While recent usage-based approaches to language change have taken the variability and the dynamic character of language into consideration, they have remained structuralist in spirit in that they still see language change as a transition between default stages (‘while A becomes B, there is a transitory period in which A and B coexist’). Concepts like ‘bridging contexts’, ‘switch contexts’ (Heine 2002; Diewald 2002) and the idea of invited inferences (Traugott/Dasher 2002) suggest that, when a linguistic form changes its function or meaning, this requires contexts in which both old and new function constitute part of the interpretation of an utterance. For example, English since, usually encodes causality on the basis of a temporal relation on the propositional level. This view has been a great advantage over earlier accounts on language change, in which change is simply seen as a difference between an earlier and a later “stage” in a language’s history without making any statement on how form or meaning of expressions change.

This view, however, does not account for the fact (among other things) that those attestations of since which are unambiguously either exclusively temporal or exclusively causal are extremely rare. In my talk, I would therefore like to go a step further. I will argue that the linguistic sign is inherently negotiable, underspecified and subject to interpretation. Rather than striving for logical clarity, interlocutors generally handle ambiguities through clues provided by the respective context. Language change, then, does not require innovation but ‘recontextualization’ – that is, the use of an existing sign / construction in a different context (rather than the use of a new or altered sign). I will discuss well-documented cases of language change and demonstrate that canonical types of changes (e.g. the grammaticalization / reanalysis in I’m going to Lyon > I’m gonna like Lyon) do not require any innovative behaviour on part of a speaker, but reflect the use of one and the same construction being constantly recontextualized. A beneficial theoretical side effect of this claim is that the notion of ‘recontextualization’ is well-compatible with other systems that have been described as ‘emergent’ in various fields outside linguistics. Partly under different notions (‘flexible transfer’, ‘bricolage’), the concept has been described in diverse fields such as primate behavior studies or cultural anthropology (Kuhle 2019; von Mengden & Kuhle 2020).
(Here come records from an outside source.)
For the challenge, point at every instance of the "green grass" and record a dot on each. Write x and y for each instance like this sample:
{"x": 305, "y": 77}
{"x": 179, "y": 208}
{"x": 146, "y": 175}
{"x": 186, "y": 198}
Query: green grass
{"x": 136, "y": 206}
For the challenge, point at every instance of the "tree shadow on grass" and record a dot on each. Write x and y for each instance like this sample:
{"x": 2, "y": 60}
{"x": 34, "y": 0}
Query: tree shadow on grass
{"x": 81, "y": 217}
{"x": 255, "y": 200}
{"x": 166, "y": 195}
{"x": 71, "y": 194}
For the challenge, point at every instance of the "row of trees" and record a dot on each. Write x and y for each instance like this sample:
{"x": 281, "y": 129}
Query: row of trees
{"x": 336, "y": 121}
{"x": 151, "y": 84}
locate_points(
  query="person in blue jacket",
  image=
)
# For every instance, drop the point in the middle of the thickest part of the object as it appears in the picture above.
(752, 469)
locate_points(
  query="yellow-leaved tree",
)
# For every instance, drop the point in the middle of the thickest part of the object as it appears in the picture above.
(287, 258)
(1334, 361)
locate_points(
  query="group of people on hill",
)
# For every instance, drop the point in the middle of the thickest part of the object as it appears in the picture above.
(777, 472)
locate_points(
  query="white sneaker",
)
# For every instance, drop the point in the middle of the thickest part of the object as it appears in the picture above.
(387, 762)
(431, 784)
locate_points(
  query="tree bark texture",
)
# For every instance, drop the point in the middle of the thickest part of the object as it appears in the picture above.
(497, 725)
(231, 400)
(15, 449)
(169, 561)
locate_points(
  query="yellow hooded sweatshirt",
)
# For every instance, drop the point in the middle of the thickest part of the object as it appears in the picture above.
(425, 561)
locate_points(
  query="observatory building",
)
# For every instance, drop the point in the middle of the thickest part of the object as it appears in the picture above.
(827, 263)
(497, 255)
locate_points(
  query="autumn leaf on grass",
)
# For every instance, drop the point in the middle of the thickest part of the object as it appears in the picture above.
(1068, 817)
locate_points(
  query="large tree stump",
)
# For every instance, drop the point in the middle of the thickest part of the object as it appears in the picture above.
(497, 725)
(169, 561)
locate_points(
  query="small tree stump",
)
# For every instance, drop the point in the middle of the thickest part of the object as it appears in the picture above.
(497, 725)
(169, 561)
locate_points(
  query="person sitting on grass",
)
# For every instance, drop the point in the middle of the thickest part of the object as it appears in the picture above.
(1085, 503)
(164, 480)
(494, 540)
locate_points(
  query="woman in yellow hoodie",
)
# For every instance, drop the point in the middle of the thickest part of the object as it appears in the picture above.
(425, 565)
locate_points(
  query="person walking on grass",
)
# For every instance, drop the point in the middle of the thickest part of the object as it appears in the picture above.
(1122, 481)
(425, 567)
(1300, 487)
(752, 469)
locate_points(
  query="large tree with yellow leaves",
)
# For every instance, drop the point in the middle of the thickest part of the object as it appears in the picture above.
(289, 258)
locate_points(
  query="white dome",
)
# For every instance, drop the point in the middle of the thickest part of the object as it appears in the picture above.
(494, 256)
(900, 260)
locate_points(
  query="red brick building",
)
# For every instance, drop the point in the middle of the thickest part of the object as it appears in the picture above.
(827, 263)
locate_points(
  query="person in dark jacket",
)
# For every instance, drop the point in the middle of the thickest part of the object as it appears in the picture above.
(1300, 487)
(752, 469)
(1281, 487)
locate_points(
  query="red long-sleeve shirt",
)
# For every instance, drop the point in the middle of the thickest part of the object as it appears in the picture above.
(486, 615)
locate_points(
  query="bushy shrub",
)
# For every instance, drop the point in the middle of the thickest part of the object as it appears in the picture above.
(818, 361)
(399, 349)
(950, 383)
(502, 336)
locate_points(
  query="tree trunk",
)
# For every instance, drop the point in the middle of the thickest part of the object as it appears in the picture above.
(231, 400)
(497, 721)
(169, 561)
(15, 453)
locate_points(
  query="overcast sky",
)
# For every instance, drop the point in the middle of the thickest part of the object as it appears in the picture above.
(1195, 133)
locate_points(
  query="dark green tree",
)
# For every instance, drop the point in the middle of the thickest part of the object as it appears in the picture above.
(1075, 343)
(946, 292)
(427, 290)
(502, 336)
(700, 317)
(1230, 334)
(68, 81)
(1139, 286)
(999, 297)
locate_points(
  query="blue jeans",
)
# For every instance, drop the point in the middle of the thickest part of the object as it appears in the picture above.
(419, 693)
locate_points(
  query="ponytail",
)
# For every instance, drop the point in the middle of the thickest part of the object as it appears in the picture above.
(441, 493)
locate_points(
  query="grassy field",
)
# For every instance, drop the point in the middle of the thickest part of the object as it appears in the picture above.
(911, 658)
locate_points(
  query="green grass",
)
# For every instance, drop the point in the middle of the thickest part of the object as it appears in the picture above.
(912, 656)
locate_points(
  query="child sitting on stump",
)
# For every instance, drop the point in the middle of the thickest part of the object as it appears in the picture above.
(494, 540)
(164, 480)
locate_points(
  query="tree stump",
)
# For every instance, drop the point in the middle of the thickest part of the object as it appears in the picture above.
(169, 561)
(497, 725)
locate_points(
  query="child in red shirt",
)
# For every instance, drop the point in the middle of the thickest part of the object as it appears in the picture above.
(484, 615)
Because, as Emergent Grammar implies, language does not exist outside usage and since context is part of usage, the contextual conditions of each speech act (conversation) are essential for (rather than external to) the linguistic sign. Rather than speaking of an impact of context on language change, Emergent Grammar suggests a symbiotic relationship between the sign and the context of usage. Context, in other words, is a necessary ingredient of language which allows for communication with inherently vague, variable and ambiguous signs.

References:

Diewald, Gabriele. 2002. A model for relevant types of contexts in grammaticalization. In New Reflections on Grammaticalization. Edited by Ilse Wischer & Gabriele Diewald. Typological Studies in Language. 49. Amsterdam: Benjamins. 103-20.

Heine, Bernd. 2002. On the role of context in grammaticalization. In New Reflections on Grammaticalization. Edited by Ilse Wischer & Gabriele Diewald. Typological Studies in Language 49. Amsterdam; Philadelphia, Pa.: Benjamins. 83-101.

Hopper, Paul J. 1987. Emergent Grammar. In Berkeley Linguistic Society. Proceedings of the Thirteenth Annual Meeting, February 14-16, 1987: General Session and Parasession on Grammar and Cognition. Edited by Jon Aske, Natasha Beery, Laura Michaelis, Hana Filip. 13. Berkeley: Berkeley Linguistic Society. 139-57.

Kuhle, Anneliese. 2019. Tool Intelligence as an Explanation of Cross-Linguistic Variation and Family Resemblance: An Evolutionary and Typological Investigation. Lanham, My.: Lexington.
von Mengden, Ferdinand & Anneliese Kuhle. 2020. Recontextualization and Language Change. Folia Lingusitica Historia 41.2020.

Traugott, Elizabeth C. & Robert B. Dasher. 2002. Regularity in Semantic Change. Cambridge Studies in Linguistics 96. Cambridge: CUP.